Eine Intrige gegen das Königshaus wird gesponnen.


„Wir hatten fünf, sechs Stücke als Vorauswahl und haben uns das ausgesucht“, beschrieb „König Edward“ Jonas Sieben die Entscheidung für das Stück. Das Originalskript „hat aber nicht gehalten, was es versprochen hat“, sodass die Schüler die Fassung eigenständig umgeschrieben hätten, erläutert Oliver Verheyen, einer der diesmal drei AG-Leiter. Er hatte mit Anke Heyn, die dann zwischenzeitlich die Schule verließ, und Eva Cepok die Schüler auf die Aufführung mit vorbereitet. „Das war viel Arbeit, spricht aber für die Kreativität der AG.
Und wir hatten wenig Proben, das sieht man den sehr guten schauspielerischen Leistungen aber nicht an.“ Regisseurin Clara Brezinka zeigte sich in der Pause nicht ganz zufrieden. „Gestern gab es nicht so viele Texthänger“, meinte sie. Gerade das aber machte den Charme des Unperfekten in der Aufführung aus, wo die Schüler mit dem Stilmittel relativ knackig aneinandergereihter, kurzer Szenen fast den Eindruck eines modernen Kinofilms vermittelten.
Dazu kam die optisch ansprechende Inszenierung – mit aufgehängten Lumpen und der Kargheit des Lebens vor der Bühne, dem armen Heim der Betteleltern und dem Palast als Kontrast auf der Bühne.

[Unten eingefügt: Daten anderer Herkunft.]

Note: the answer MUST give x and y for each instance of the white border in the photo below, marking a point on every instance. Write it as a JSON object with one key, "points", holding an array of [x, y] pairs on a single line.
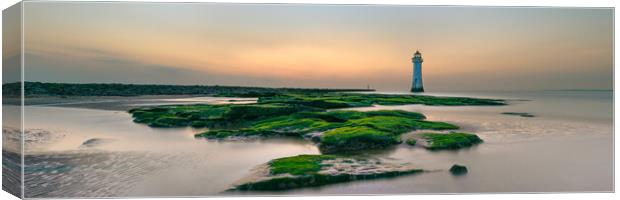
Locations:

Getragen wurde das Stück von der Situationskomik, die aus der Konstellation eines veränderten, scheinbar „kranken“ Prinzen und eines sich auf einmal als Snob gebenden Bettelknaben entstand – wenn beispielsweise der „König“ als Bettler auf die Lobpreisungen von Marktfrauen auf den König mit: „Danke Euch, Ladies“ antwortet. Oder der „Bettelknabe“ zum Beispiel über seinen echten Vater mit den Worten „Selbst die Schweine wissen nicht, was er redet“, herzieht – obwohl er „in dem Moment“ der Sohn des Königs Heinrich ist. „Das ist eine tolle Mischung aus einem ernsten Thema, was unheimlich humoristisch verpackt ist“, lobte Lehrer Jens Auerbach die Darbietung der SchülerInnen.
Die stellvertretende Schulleiterin Dr. Astrid Czubayko-Reiß dankte nach dem letzten Vorhang dem Ensemble für sein Spiel, überreichte den beiden anwesenden Theater-AG-Pädagogen Verheyen und Cepok ein kleines flüssiges Genuss-Präsent und nahm die Idee des Stücks gleich auf.
Rollentausch an der Schule
„So einen Rollenwechsel könnten wir auch bei uns an der Schule mal machen“, gab sie einer verdutzten Schülerin das Mikrofon in die Hand und überließ ihr den Satz: „Die erste Schulstunde ist morgen frei.“ Und so konnten die Schauspieler nach der Arbeit der letzten Monate und den beiden gelungenen Aufführungen – zu Recht – etwas feiern.